During early benchmark iterations, running dense tests back-to-back caused the server to error out with Address already in use upon restarting. The Linux kernel holds closed connection ports in a safety TIME_WAIT cooldown status for 60 seconds (2MSL) to capture stray packets.

  • Solution: Programmed the server socket descriptor to explicitly override this kernel protection using setsockopt with the SO_REUSEADDR flag, forcing the OS to reclaim the local port immediately upon server restart.

3. Thread Interruption and Terminal I/O Race Conditions

When multiple client worker threads attempted to write to std::cout concurrently, the console outputs would splice together (e.g., Data ReceivedData Received41:). This visual race condition occurs because terminal printing is not atomic across asynchronous threads.

  • Solution: Controlled thread synchronization metrics via decoupled background testing execution using automated suppression scripts (stdout=subprocess.DEVNULL) to guarantee terminal print overhead did not stall runtime performance profiles.

Empirical Performance Evaluation

The server was benchmarked using a multi-dimensional parameter grid across 10 steps of connection volumes (50 to 400 clients) and 10 steps of kernel queue limits (10 to 300 backlog entries).

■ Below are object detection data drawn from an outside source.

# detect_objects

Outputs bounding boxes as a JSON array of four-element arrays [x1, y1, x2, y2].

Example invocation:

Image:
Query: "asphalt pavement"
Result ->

Baseline Network Spectrum Metrics

Performance Analysis & Behavioral Insights

1. Connection Success Rate Decay Spectrum (Right Graph)

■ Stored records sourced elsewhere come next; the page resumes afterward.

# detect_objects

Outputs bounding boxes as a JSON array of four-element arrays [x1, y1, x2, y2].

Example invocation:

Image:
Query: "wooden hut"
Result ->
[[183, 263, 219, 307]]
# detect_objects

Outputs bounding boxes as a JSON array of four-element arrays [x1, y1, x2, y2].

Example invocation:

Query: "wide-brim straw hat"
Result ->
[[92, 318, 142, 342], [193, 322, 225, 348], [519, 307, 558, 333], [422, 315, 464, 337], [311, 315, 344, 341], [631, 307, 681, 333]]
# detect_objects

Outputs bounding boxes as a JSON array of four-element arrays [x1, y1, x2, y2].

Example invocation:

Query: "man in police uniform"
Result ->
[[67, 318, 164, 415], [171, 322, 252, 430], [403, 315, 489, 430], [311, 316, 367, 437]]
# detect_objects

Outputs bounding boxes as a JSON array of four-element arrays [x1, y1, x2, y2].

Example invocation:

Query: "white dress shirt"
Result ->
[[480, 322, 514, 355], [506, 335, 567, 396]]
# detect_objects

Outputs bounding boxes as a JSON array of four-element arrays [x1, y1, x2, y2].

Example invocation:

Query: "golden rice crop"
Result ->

The right-hand chart shows a smooth decline in connection reliability as the concurrent load scales up. This behavior is dictated entirely by the kernel listener queue configuration:

  • Small Backlog Bottleneck (Backlog Queue: 10): When a burst of 50+ clients attempts to connect simultaneously, the kernel's incomplete connection buffer overflows instantly. The OS drops the excess TCP 3-way handshakes before the application layer can run accept(), causing success rates to drop down to 15% at 400 clients.
  • Large Backlog Resilience (Backlog Queue: 300): Increasing the queue parameter expands the kernel buffer. The server maintains a near 100% success rate at low loads and scales cleanly under high-volume spikes because it has the memory capacity to store inbound handshakes.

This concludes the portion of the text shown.